A real, live political consequence of Anthony Weiner's personal problems is that Alec Baldwin may run for the New York mayoralty. (Weiner had been considered a front-runner, and now…not so much.)
Baldwin's qualifications for office are essentially the same as Mitt Romney's were, when he ran for governor of Massachusetts, or Michael Bloomberg's when he ran for mayor: I'm interested in politics, and I was successful at something else.
Unlike Bloomberg or Romney, Baldwin hasn't run a large organization, so that's a strike against him. Still, all three are examples of the popular idea that working as an elected official in lower levels of government is not the best preparation for working as an elected official in higher levels of government.

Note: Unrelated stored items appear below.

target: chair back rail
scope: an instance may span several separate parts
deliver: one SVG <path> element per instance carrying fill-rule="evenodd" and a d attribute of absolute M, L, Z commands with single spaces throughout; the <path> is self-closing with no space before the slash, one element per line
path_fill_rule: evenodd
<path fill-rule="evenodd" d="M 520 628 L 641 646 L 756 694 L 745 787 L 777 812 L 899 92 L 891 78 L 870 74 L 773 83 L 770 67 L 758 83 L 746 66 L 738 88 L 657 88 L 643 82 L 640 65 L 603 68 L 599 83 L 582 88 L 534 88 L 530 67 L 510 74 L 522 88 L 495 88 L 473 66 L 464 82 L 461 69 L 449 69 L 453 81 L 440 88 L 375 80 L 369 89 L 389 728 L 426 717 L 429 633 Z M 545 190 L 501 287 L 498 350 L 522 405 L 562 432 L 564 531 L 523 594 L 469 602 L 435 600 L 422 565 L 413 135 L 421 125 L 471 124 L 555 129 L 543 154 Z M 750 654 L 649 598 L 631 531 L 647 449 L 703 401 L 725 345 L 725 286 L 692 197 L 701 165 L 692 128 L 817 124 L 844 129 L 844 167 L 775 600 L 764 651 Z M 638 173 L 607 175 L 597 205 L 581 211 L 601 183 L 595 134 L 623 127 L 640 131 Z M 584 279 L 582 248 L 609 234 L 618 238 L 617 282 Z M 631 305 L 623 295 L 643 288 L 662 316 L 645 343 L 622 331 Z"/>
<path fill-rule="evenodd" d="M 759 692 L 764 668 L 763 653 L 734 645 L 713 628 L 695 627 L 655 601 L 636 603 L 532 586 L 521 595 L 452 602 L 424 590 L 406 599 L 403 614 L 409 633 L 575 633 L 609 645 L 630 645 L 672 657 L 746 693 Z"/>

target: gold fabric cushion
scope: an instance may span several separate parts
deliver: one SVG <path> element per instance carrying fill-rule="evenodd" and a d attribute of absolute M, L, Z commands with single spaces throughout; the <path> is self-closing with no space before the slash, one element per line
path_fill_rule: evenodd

But a politician like Christie Quinn, another mayoral hopeful and the current chair of the City Council, has much more experience than an outsider like Baldwin with the issues that New York is facing right now, like tight school budgets and a shortage of affordable housing. Baldwin, on the other hand, "has an impressive grasp of the issues" (which issues?), according to a 2008 interview with 60 Minutes, and "spends a huge amount of his time and money supporting causes he believes in, like animal rights, the environment, and the arts."

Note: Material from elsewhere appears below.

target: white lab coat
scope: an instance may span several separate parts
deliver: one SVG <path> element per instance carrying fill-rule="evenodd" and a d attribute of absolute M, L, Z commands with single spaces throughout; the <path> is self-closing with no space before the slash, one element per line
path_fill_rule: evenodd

But does he believe in efficient snow removal? Because that's the sort of problem that Bloomberg was dealing with, and not always effectively, all this winter. Quinn has plenty of good ideas on how to improve those level of city services. Still, if a poll asked voters how they viewed Baldwin and Quinn right now, Baldwin's favorability ratings would probably be higher. Because everyone loves Jack Donaghy.